かんたん検索! 岐阜県・東海のイベント お出かけ情報総合サイト「ぎふっと!」1グラムで石油8トン分のエネルギー
核融合は太陽の中で起きている現象だ。水素などの質量の軽い原子核がくっつき、少し大きな原子核に変わる核融合反応によってエネルギーが生まれる。核融合発電は、そのエネルギーを利用して発電する。

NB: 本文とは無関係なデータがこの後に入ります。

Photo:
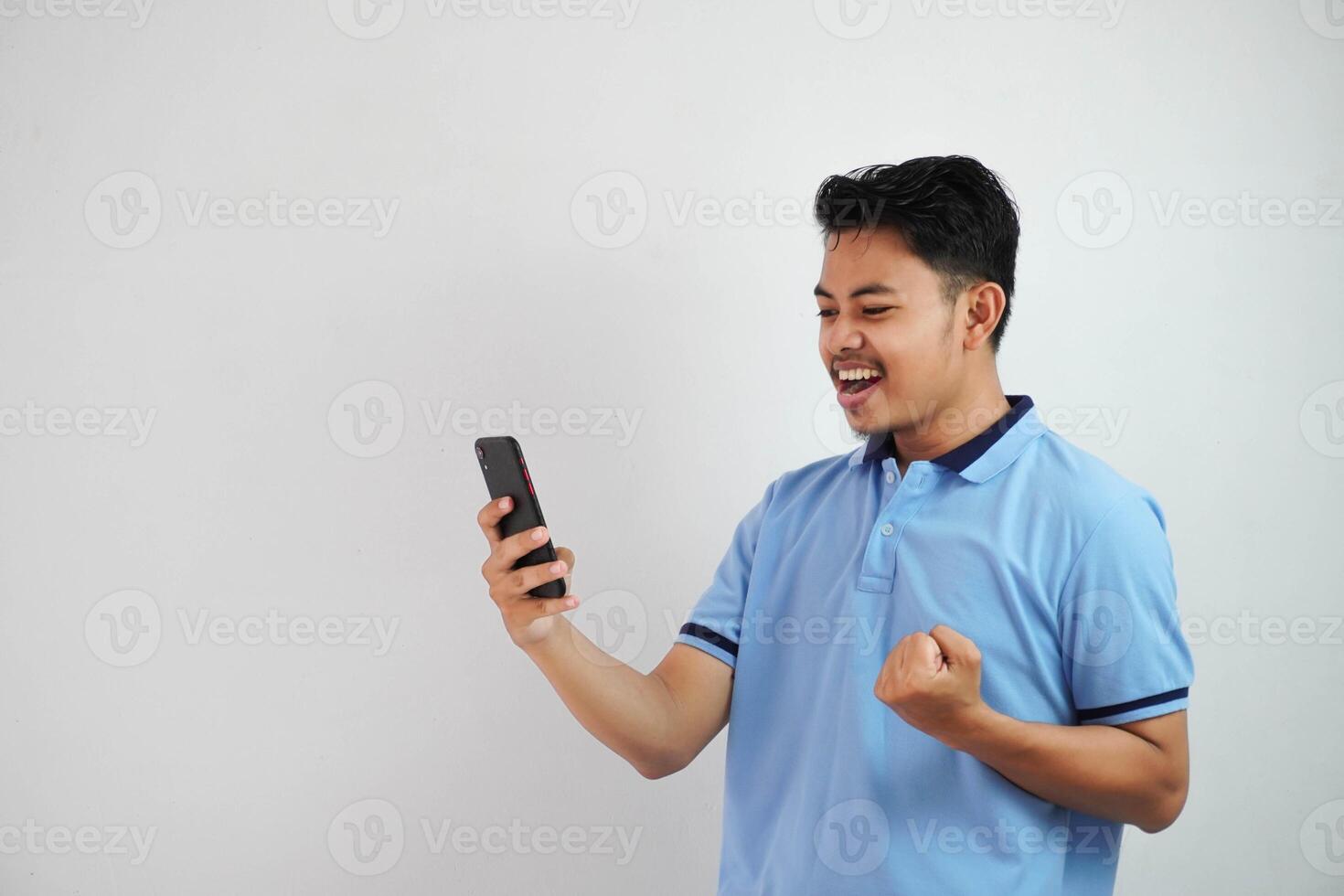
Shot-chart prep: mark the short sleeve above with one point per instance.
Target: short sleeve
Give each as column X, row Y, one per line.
column 1125, row 657
column 715, row 624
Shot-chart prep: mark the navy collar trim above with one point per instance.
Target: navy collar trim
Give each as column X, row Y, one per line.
column 963, row 455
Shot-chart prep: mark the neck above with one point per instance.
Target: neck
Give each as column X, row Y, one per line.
column 951, row 423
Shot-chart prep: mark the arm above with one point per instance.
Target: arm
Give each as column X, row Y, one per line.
column 1136, row 773
column 656, row 721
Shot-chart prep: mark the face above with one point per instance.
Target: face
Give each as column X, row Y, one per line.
column 883, row 309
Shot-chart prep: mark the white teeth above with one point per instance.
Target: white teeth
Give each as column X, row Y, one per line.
column 862, row 374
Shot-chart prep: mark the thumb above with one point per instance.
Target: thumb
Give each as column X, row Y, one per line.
column 958, row 649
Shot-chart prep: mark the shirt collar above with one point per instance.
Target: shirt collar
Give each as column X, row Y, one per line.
column 983, row 455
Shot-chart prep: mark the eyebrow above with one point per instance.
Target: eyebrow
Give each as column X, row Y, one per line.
column 867, row 289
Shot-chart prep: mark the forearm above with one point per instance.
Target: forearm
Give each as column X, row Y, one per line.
column 1100, row 770
column 634, row 713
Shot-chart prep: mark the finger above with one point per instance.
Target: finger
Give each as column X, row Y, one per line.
column 489, row 517
column 568, row 557
column 923, row 656
column 901, row 653
column 551, row 606
column 958, row 649
column 517, row 583
column 506, row 552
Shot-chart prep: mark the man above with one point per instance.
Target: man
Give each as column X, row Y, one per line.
column 951, row 660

理論上は燃料1グラム当たり石油8トン分のエネルギーが得られる。▽発電時に二酸化炭素を出さず、地球温暖化を防ぐ▽燃料の水素の同位体は海水から取れるので無尽蔵▽高レベル放射性廃棄物(核のごみ)を出さない―などのメリットがあるとされる。実用化にはまだ至っていない。
高温のプラズマを磁場で閉じ込めるトカマク型やヘリカル型、レーザー核融合といった種類がある。12月に米ローレンス・リバモア国立研究所がレーザー核融合の実験で、燃料に投入した分を約1・5倍上回るエネルギーを得ることに成功したと発表した。

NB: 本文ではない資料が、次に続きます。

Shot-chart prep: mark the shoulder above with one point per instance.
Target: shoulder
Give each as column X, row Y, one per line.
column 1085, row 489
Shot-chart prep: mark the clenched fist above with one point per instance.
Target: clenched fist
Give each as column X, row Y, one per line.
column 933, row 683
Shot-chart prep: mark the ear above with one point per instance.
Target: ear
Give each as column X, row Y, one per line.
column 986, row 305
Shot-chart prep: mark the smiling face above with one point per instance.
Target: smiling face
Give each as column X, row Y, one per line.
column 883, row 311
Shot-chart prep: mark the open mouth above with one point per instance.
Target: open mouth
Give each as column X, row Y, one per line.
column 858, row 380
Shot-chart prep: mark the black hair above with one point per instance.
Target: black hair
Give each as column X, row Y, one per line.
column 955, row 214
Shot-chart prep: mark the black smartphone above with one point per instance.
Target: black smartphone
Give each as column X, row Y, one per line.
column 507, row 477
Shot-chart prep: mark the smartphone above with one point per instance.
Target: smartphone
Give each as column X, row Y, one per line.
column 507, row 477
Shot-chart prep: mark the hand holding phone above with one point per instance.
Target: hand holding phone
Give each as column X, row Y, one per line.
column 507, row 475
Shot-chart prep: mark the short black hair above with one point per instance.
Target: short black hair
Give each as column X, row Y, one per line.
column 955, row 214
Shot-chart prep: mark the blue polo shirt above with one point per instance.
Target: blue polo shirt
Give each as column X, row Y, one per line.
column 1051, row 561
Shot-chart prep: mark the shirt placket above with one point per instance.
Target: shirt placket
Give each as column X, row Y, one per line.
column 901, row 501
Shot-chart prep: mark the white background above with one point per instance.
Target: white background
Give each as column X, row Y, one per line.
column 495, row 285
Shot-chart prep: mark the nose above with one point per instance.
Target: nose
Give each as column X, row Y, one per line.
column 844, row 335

現在、日本も参加する国際機関がフランスでトカマク核融合実験炉を建設している。ITER(イーター)といい、2025年の運転開始を目指している。
米国を中心にベンチャー企業の参入が相次いでおり、国内には「EX―Fusion」「Helical Fusion」を含めた3社が存在する。
後藤拓也さん(後藤さん提供)
ヘリカル型核融合炉の実現目指す 各務原市育ち・後藤さんに聞く
―核融合を学ぼうと思ったきっかけは。
後藤 緑陽中学校(各務原市)に通っていたころ、母が広島で被爆していたことを知った。原子力を止めよう、そのためにはちゃんと勉強しようと思った。その後大学の授業で核融合を知り、これならエネルギー問題を解決できるのではとワクワクした。大学院に進学する際、明確に核融合をやりたいと言っていたのは私だけで、使命感も感じて選んだ。
―どんな取り組みを。
後藤 私も含め、核融合科学研究所(土岐市)の研究者3人らで2021年10月、「Helical Fusion」社を設立した。研究所での研究成果を基にヘリカル型核融合炉の実現を目指している。
―ヘリカル型とは。
後藤 らせん型のコイルのみで磁力線の籠を作りプラズマを閉じ込めるのが特徴。ヘリカル型は非常に安定した籠が常に存在するので定常運転に向いている。
―核融合炉はいつ実現するか。
後藤 難しい質問だ。いつできるか、というのは答えづらい。が、いつを目指しているか、というと40年、できればもう少し早く30年代に電気が出るところまで見せたい。数万から十万キロワット級のヘリカル型核融合発電所を30年代には世の中に出すのが目標。